Hand-in-hand with seafarer issues is training and education, particularly as approximately 80% of ship accidents are attributable to human error. “Today’s world depends on a safe, secure and efficient shipping industry; and shipping depends on an adequate supply of (well-trained and cared-for) seafarers,” said Lim. “Seafaring is a job that demands highly trained and qualified personnel, as ships are more complex and sophisticated than ever before. Environmental pressures, the need to operate at optimum efficiency in difficult economic times and the quest for ever higher levels of safety are all factors which raise the bar with respect to the skill and competence levels of seagoing personnel.”
As the level of technology on ships evolves rapidly, Lim contends that standards of crewing and operation must keep pace, as the modern ship’s officer needs to be far more than a navigator or an engineer, and the modern ship’s crew needs to be far more than a mere worker.
“A modern ship is a highly technical workplace operating on the tight margins of commercial viability – which means that, as well as a highly-advanced technical skillset, shipboard staff now also need to have management and communication skills, IT knowledge, and be able to handle budgets and so on,” Lim said. “This places special demands on maritime education and training. Maritime education and training must be of high and consistent quality, throughout the world. Maritime education and training also needs to be skills-based, competence-based and to utilize the latest technology – simulators reflecting modern ships and up-to-date bridge layouts, for example.”

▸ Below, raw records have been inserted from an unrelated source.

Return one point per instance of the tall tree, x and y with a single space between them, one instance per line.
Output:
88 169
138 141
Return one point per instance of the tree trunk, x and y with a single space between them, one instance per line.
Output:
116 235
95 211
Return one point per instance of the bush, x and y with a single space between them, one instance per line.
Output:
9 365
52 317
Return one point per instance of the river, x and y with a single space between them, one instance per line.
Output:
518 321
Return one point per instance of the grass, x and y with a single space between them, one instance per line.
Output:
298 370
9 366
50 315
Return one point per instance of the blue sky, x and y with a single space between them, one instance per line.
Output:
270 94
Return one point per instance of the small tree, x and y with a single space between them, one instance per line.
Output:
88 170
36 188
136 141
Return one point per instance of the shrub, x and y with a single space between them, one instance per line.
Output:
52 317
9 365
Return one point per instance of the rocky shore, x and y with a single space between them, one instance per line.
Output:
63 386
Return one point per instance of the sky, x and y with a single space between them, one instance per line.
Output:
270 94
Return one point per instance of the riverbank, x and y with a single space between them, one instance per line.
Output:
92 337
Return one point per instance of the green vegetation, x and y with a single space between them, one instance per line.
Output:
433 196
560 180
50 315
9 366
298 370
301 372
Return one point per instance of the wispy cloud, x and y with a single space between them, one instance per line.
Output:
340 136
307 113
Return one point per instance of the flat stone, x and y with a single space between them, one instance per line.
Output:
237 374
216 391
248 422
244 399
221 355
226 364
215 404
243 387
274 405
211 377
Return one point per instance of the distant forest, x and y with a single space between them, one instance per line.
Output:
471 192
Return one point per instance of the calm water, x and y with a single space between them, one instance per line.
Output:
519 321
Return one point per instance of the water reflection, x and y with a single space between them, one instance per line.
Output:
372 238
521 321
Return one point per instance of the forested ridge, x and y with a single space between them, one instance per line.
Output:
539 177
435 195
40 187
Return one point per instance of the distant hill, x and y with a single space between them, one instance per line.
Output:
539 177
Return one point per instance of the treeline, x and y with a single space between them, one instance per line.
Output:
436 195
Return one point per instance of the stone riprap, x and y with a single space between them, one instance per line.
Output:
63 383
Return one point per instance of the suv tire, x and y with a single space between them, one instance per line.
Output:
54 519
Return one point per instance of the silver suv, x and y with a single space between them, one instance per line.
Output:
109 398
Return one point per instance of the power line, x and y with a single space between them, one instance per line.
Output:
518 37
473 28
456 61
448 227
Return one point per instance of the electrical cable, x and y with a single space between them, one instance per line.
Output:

Cyber Security: With Digitalization Promise Comes Peril
As maritime enters the digitalization era and the prospect of safer, more efficient operations, caution must be taken to ensure that Cyber Security measures are in place to help avoid a catastrophic collapse of commerce at sea. “A ship’s onboard information technology and operational technology systems can be hacked just as easily as systems ashore,” said Kitack Lim, Secretary-General, IMO. “Such security breaches have the potential to do considerable harm to the safety and security of ships, ports, marine facilities and other elements of the maritime transportation system.” To lead the way, IMO has taken the initiative to raise awareness across the industry on how to tackle risks by promoting a maritime cyber risk management approach. In addition, it has developed and agreed guidance on cyber security, issued jointly by the Maritime Safety and Facilitation Committees (MSC-FAL.1/Circ.3 Guidelines on maritime cyber risk management). As digitalization and cyber security strategies evolve rapidly, it is important to note that the guidelines are a living document rather than a static mandate, updated and evolved as need and experience require. “IMO has a remit and responsibility to identify which aspects of cyber risk management are uniquely maritime and work on these while at same time promulgating information that is of more general application, for example on supply chain security and best practices for cyber risk management in general,” said Lim.